The performance measures are used to evaluate the AI model performance, and are classified into statistical and non-statistical measures (see Table 6). Some of the statistical measures used in surveyed articles are mean square error (MSE), mean absolute error (MAE), mean squared prediction error (MSPE), root mean square error (RMSE), mean absolute percentage error (MAPE), normalized mean square error (NMSE), squared correlation (R-square), and standard deviation. Even though statistical errors provide an overview, they are insufficient for evaluating the model, providing no information on the direction of the stock price movement as investment decisions are taken according to the general trend (i.e., higher or lower next price). Therefore, the majority of the articles include non-statistical performance measures (Atsalakis et al. 2016). The non-statistical measures only deal with the profitability side of the forecast, the most common being the HIT rate, which calculates how successful the trend-forecasting abilities of the proposed model is (Atsalakis et al. 2016). Other non-statistical measures include an average rate of return, trend prediction, average annual profit, break-even transaction cost, and cumulative abnormal return. It is not reported in the reviewed articles regarding the superior performance measure for models forecast comparison, however, only a few articles provide definite conclusions about which measure is the best (Atsalakis et al. 2016).
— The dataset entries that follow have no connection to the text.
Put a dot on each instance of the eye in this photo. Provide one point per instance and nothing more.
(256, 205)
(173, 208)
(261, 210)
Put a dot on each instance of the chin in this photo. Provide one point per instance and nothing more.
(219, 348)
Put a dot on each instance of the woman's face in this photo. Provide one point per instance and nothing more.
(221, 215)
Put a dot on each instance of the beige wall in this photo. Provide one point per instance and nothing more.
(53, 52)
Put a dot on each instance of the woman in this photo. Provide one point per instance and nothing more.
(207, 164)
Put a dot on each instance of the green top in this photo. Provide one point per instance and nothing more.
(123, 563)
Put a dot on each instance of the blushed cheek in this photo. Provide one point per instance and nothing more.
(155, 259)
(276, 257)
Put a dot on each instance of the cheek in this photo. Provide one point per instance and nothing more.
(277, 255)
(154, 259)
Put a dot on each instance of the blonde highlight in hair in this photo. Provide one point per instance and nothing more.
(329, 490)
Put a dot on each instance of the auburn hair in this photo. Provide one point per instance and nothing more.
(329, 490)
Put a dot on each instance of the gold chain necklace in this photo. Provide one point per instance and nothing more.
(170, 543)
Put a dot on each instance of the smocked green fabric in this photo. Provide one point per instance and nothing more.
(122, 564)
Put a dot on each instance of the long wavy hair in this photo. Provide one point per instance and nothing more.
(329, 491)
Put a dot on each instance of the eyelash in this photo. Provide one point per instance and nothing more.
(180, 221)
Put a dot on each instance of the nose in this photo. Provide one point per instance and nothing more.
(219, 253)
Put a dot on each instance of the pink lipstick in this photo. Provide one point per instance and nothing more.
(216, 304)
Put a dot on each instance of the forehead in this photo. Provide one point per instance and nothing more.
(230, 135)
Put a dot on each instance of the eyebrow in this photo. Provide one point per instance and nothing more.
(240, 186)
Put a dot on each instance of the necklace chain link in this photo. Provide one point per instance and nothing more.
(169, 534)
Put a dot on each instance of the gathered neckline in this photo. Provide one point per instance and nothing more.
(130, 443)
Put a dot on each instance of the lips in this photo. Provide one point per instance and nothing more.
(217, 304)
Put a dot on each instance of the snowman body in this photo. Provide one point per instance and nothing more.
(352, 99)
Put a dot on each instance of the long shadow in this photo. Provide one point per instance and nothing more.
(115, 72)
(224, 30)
5. Gaps in the Extant Literature

The results of this study indicate interesting areas that lacked critical examination and much deserved scholarly attention. Firstly, the input data being an essential part of the AI model is not investigated or fairly selected by most authors, as they directly influence the time series estimation, and the entire model simulation and training depend on it.
Secondly, the prediction accuracy relies on the optimal parameter selection used to implement AI models that can result in even more significant results. The extant literature unveiled that a varied combination of input variables is employed with different model characteristics, where every study provided satisfactory results. Since the model architecture directly impacts the system performance, many authors tried to improve the model architecture in their study, but they were partially successful. Most of them have employed trial and error methods, which are a labor-intensive and time-consuming process, without explaining their choices. Furthermore, many studies have estimated the degree of accuracy and the acceptability of certain forecasts by computing the deviations from the observed values (Bildirici and Ersin 2014b; Hao and Gao 2020). However, forecasting methods that report minimal forecast error may not be enough to meet the objective of profit maximization for the financial market practitioners, which means that stock trading with even a small forecast error may prove to be disadvantageous, calling for the need for accurate forecasting of the direction of movement. Thirdly, data pre-processing being an essential part of the experiment is vaguely applied in the existing literature. According to Atsalakis and Valavanis (2009a), the pre-processing of input data may affect the model prediction performance. Large ranged values of input data can suppress the training process effectiveness, therefore, data transformation techniques such as data scaling can help in providing the solution to the mentioned problem. Also, selecting appropriate indicators through sensitivity analysis can assist the elimination of redundant inputs, leading to better performance results.
Fourthly, the majority of the articles have used more than one performance measure to report their model’s accuracy, and very few articles talk about the important performance measures used to analyze the suitability and performance of the AI model. Validation is a critical aspect of any AI model construction, and relies on the performance measures used to analyze the result, hence, it is imperative to report a superior performance measure or a combination of them. Experimental validation aims to determine how well a learned AI model generalizes to a test set of data in place of the training set. This helps determine whether the model is overfitting or underfitting the results, such that an appropriate decision can be made (Twomey and Smith 1995). Just 50% of the papers reviewed in our study used the validation package, whereas the remainder presented their findings directly from the test set, omitting the critical phase of experimental validation. Additionally, there is a lack of nonlinear and medium/long-term time series forecasting, as most strategies concentrate on short-term forecasting. Also, there is a lack of references to other artificial intelligence techniques and multistep ahead forecasting.

6. Future Research Agenda

Over the past two decades, the extant literature on AI application to stock market prediction has grown exponentially. This review suggests different areas for future research (see Figure 4). First, future researchers can focus on implementing feature selection algorithms, and propose a parameter optimization method for different neural networks to obtain better experimental results. Only a few studies have employed feature selection algorithms. These findings further emphasize the importance of prospective researchers validating the proposed techniques (Chen et al. 2013a). Second, the existing literature focuses on short-term financial series forecasting, necessitating the need to investigate more mid-term, long-term, and very short-term (hourly or minutely) financial series forecasting, which can assist intraday traders and other financial investors in generating considerable profits. The literature on the intra-day stock price prediction is scarce, which could be picked, by future researchers.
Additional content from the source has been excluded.